The UNION ALL operator needs to produce its output in ascending order. Consider the streaming Union operator generated to implement the query

SELECT STREAM * FROM Orders

 UNION ALL

SELECT STREAM * FROM Trades

 

and suppose that the Union operator has already seen input

Orders: ORCL 10:01:00

Orders: MSFT 10:04:00

Trades: YHOO 10:02:00

Trades: IBM 10:03:00

 

and produced output

Union: ORCL 10:01:00

Union: YHOO 10:02:00

Union: IBM 10:03:00

 

The following row and bound:

Orders: MSFT 10:04:00

Orders.bound: 10:06:00

 

cannot flow through the union yet. To see why, imagine that a row with an earlier rowtime subsequently arrives on the Trades stream:

Trades: GOOG 10:03:30

 

If the union had already emitted the MSFT 10:04:00 record, it would now be forced to output a row out of order!

So, in order to proceed, the union needs the assurance that no row with rowtime less than 10:04:00 will ever arrive in the Trades stream. In short, it needs a rowtime bound. Such a rowtime bound might arrive on its own:

Trades.bound: 10:05:00

 

or be implied by a row with a later rowtime:

Trades: IBM 10:05:30

 

Named Streams and Rowtime Bounds

When several clients are simultaneously inserting rows into the same named stream, the system has to merge the inputs by rowtime. This gets tricky when the data sources come and go.

Simultaneous Inserts

Consider a stream definition such as CREATE STREAM Orders (ticker VARCHAR(10));

and two producers each periodically executing the prepared statement INSERT INTO Orders (rowtime, ticker) VALUES (?, ?);

The behavior is similar to union: a row will only flow out of the Orders stream with a particular rowtime when both of the producers have sent a row or a rowtime bound up to at least that rowtime.

One outcome is that a stream seems to run at the speed of its slowest producer, which may be inconvenient when one producer is significantly slower than the others. When they are implemented, timeliness constraints will mitigate this effect.

The "slowest producer" effect is yet another example of a contract: In this case, open producers benefit by being given as much time as they need to produce the next row. Consumers, however, suffer by possibly being required to wait an arbitrarily long time for a given row to appear. Also, the producer benefit from this contract may not help a producer that has just joined a stream: If the producer has a row at rowtime 11:00:00 and the stream's most recent row was timestamped 11:10:00, that producer's row is simply out of sequence, and the producer must discard the row.

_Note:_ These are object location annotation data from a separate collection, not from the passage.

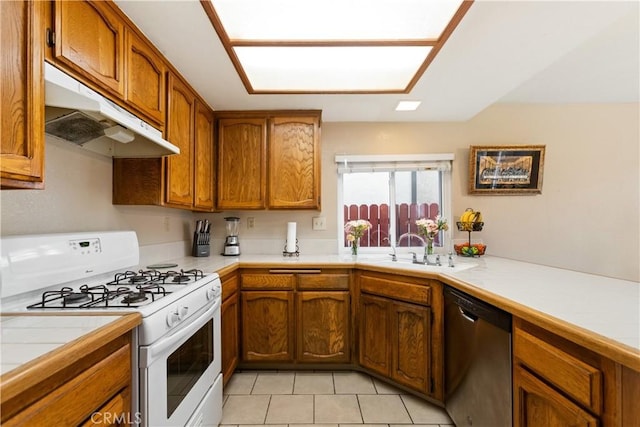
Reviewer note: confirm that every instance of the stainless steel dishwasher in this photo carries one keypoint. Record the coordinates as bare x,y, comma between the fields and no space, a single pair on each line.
477,362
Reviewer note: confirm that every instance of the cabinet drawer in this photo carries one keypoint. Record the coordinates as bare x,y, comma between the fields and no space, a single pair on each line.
229,286
577,379
420,294
323,281
268,281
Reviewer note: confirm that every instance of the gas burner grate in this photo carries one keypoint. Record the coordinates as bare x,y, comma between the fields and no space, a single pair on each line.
182,276
135,277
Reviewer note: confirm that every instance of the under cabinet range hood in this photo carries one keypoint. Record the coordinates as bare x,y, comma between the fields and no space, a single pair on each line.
80,115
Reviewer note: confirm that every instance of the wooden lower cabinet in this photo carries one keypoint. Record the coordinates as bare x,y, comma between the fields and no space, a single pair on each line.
411,345
540,405
395,341
229,341
558,383
375,334
323,326
267,326
400,331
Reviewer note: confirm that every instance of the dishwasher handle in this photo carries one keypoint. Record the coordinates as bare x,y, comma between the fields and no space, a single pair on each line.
468,315
473,309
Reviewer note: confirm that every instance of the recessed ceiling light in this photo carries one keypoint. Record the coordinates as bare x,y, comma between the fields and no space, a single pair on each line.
333,46
408,105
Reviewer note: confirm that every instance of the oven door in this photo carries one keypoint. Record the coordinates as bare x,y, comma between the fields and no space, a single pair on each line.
181,371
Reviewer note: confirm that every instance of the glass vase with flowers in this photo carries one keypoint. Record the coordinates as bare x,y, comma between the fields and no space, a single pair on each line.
355,230
429,228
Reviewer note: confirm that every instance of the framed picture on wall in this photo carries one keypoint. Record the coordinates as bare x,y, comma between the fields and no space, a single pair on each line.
506,169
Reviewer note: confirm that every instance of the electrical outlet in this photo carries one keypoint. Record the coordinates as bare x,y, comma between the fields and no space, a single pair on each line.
319,223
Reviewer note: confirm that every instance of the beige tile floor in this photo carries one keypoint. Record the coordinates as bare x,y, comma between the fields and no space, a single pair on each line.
324,399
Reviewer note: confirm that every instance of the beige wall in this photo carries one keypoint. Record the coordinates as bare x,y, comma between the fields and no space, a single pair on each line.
587,217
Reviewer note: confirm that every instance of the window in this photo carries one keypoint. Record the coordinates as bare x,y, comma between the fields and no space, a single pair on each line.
392,192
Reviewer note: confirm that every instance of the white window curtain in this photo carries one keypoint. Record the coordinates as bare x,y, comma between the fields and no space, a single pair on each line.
390,163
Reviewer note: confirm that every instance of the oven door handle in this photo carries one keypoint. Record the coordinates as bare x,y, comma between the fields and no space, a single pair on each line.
150,353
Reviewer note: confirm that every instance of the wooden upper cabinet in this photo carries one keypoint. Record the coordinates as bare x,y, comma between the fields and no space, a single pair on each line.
204,161
22,94
89,39
242,167
294,163
145,83
180,132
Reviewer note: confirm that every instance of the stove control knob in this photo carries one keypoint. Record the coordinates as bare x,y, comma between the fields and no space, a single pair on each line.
172,318
182,312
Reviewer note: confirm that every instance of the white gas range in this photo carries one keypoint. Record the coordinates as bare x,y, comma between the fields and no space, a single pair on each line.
178,379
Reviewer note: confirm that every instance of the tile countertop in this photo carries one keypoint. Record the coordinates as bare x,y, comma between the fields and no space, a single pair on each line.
27,339
599,312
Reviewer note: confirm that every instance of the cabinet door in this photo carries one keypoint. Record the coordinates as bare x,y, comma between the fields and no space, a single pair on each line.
242,166
538,405
146,79
267,326
90,41
411,345
179,190
294,163
204,159
374,334
323,326
229,314
22,94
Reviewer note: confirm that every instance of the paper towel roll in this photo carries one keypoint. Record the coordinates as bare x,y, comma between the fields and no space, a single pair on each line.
291,237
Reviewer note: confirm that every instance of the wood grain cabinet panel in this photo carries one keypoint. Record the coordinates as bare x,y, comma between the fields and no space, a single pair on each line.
204,159
22,94
180,132
323,326
229,313
146,79
375,325
538,405
267,321
242,167
89,39
401,331
294,163
411,345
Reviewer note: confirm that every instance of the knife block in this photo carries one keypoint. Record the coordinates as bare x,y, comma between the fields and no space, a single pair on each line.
200,248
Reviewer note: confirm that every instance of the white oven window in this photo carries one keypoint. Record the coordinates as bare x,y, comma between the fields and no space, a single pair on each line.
187,364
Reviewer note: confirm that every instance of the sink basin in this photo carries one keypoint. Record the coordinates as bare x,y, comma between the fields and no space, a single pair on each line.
403,263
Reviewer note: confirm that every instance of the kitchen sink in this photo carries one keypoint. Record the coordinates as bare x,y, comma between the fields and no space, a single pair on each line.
408,264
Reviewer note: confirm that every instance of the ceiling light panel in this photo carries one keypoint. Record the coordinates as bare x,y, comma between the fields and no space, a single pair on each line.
289,20
333,46
331,69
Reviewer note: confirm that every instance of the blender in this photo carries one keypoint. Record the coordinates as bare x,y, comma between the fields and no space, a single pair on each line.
231,246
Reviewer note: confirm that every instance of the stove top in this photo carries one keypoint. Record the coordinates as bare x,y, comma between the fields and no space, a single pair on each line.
128,289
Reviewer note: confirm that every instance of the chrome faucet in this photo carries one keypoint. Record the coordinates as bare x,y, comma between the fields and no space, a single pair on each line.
425,259
393,255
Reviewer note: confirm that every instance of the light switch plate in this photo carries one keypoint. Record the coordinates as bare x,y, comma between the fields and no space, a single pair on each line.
319,223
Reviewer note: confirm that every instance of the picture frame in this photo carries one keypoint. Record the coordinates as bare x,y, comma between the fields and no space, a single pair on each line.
506,169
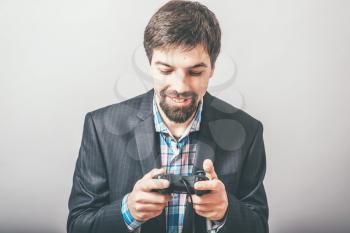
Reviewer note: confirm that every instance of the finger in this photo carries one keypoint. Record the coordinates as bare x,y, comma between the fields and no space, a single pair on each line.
214,185
199,200
153,173
208,167
205,214
203,208
152,198
148,207
148,185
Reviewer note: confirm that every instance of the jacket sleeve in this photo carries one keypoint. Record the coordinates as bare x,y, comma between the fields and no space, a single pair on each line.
90,209
248,210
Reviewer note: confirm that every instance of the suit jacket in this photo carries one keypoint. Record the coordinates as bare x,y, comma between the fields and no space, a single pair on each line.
119,145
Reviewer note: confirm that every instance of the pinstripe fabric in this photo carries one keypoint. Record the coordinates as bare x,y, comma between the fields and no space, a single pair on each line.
117,142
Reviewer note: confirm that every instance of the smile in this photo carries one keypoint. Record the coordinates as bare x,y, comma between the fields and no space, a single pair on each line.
180,100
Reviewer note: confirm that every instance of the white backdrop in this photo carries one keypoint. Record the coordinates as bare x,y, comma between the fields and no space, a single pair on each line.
289,61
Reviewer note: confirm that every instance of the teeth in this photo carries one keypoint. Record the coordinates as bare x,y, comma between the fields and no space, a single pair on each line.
178,100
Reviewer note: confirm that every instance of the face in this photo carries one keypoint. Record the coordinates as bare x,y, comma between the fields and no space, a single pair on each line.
180,80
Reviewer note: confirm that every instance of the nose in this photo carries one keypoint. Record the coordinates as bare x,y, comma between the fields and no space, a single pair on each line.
180,82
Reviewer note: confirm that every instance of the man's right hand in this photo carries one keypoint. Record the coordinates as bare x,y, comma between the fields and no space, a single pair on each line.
144,204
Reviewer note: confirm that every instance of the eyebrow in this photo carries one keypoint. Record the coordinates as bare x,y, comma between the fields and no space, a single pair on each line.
202,64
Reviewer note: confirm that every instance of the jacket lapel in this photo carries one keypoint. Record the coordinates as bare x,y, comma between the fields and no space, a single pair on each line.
147,142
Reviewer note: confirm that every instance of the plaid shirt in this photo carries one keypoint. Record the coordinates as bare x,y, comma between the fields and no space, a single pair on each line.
177,157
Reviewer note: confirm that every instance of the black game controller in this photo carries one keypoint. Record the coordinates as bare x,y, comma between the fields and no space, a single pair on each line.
182,184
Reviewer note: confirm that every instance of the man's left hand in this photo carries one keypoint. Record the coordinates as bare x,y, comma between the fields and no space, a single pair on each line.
213,205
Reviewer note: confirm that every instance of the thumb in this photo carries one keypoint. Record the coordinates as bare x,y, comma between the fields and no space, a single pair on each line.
208,167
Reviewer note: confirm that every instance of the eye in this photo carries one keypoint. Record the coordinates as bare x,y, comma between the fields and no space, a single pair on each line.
192,73
165,72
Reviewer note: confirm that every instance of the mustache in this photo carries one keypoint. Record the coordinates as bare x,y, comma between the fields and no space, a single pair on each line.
175,94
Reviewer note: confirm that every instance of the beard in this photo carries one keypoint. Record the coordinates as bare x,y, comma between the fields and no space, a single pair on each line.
178,114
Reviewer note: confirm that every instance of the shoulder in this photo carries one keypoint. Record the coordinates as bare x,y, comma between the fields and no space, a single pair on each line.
225,117
119,117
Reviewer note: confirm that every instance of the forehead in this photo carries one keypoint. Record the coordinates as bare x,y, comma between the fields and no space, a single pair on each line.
181,57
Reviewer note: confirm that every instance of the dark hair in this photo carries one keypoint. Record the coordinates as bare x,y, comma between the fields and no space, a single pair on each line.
185,24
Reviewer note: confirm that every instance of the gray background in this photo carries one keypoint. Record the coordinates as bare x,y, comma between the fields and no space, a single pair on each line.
61,59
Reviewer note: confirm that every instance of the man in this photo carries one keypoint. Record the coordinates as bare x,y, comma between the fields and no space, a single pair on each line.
177,128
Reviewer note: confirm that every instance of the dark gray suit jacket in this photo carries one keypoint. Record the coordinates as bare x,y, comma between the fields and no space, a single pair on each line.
119,145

Producers Entering and Leaving a Stream

When a named stream is created, it has no rowtime bound: the first row inserted can have any rowtime, and this rowtime then becomes the rowtime bound of the stream. The next row cannot be earlier, whether inserted by the same or a new producer.

Later, whenever a new producer joins, the stream's rowtime bound is the time of the latest row inserted. The newcomer can insert a row only if its rowtime is the same as, or later than, the stream bound. Note that the newcomer can barge in ahead of the other producers if its row is earlier than theirs. The point, of course, is to ensure that the rows in the stream are in rowtime order.

Here is a concrete example: stream S is created (and has no bound). Producer P1 arrives and asserts its bound is 10:00. The stream bound is still undefined, since no actual row has been inserted yet.

Then P1 inserts a row with rowtime 10:00, consistent with its declared bound. The row enters the stream and the stream bound becomes 10:00.

Next, producer P2 arrives, asserting its bound is 10:05. This is acceptable, as it is later than 10:00. If P2 tries then to insert a row with rowtime 10:05, it may have to wait (if P1 or a newcomer has earlier rows), but eventually it will succeed. On the other hand, if P2 tried to insert a row with rowtime 9:59, it would be rejected as a late row.

If P1 now closes and detaches from the stream, then P2 is the only source, so its 10:05 row is next up and enters the stream, advancing the stream clock to 10:05. The departure of input P1 let the stream advance: while it was still attached, with a bound of only 10:00, there was a chance it would produce the next row (with any time t such that 10:00 ≤ t < 10:05).

If all inputs close and detach, the stream "remembers" its rowtime bound, so that a producer P3 which appears later cannnot insert a late row.